At my 3 month check-up, the surgeon was so shocked and impressed with my recovery that he dismissed me. He said I was as good as he hopes a post-labrum repair patient would be after 6 months, even though it had only been three months, and so he didn't need to see me again unless I was having a specific issue in which case I should call him etc. He didn't ask me how I did it, mind you and would probably have been horrified if I told him.
Once the weight was heavy enough, I trained the press 3 days per week and did really light, higher rep work another 1-3 days per week. I tried to start benching again after 3 months but it was too soon, but at about the 4-4.5 month mark I could start benching again.

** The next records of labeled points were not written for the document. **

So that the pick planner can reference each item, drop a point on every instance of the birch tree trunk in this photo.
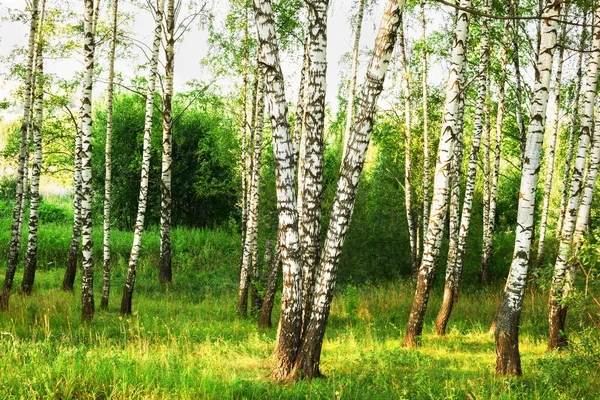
(165, 275)
(249, 262)
(290, 322)
(107, 162)
(557, 311)
(87, 281)
(514, 4)
(572, 128)
(460, 232)
(311, 165)
(488, 241)
(71, 270)
(410, 219)
(439, 204)
(507, 327)
(266, 309)
(426, 162)
(309, 353)
(36, 166)
(352, 92)
(551, 150)
(139, 223)
(15, 239)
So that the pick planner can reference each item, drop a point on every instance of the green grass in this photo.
(187, 342)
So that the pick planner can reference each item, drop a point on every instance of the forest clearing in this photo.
(340, 199)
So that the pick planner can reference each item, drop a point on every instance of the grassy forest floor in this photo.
(187, 341)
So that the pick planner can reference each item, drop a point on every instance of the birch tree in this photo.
(438, 213)
(572, 128)
(36, 166)
(107, 162)
(19, 205)
(458, 246)
(354, 72)
(551, 149)
(164, 269)
(309, 353)
(290, 322)
(410, 219)
(488, 240)
(509, 313)
(557, 312)
(143, 197)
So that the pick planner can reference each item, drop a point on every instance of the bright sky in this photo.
(194, 45)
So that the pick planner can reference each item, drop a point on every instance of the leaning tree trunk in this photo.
(165, 275)
(108, 166)
(143, 198)
(437, 220)
(290, 322)
(15, 240)
(572, 128)
(36, 166)
(551, 150)
(87, 275)
(508, 360)
(71, 270)
(309, 353)
(565, 249)
(410, 219)
(426, 175)
(486, 256)
(266, 309)
(352, 92)
(518, 79)
(458, 238)
(311, 165)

4 months after the surgery, I push-pressed 275. 8 months after the surgery I tied my all time press PR at 265. 11 months after the surgery, I hit a new press PR at 290, and a new bench PR at 465. I will probably never get my full pre-injury ROM back, but I can easily lock out in the overhead press position with no warm-up and haven't had any pain or instability issues since.
If you read my training log during this time (injury in November, 2015; surgery in April, 2016), you can get the details, a few of which I might be misremembering.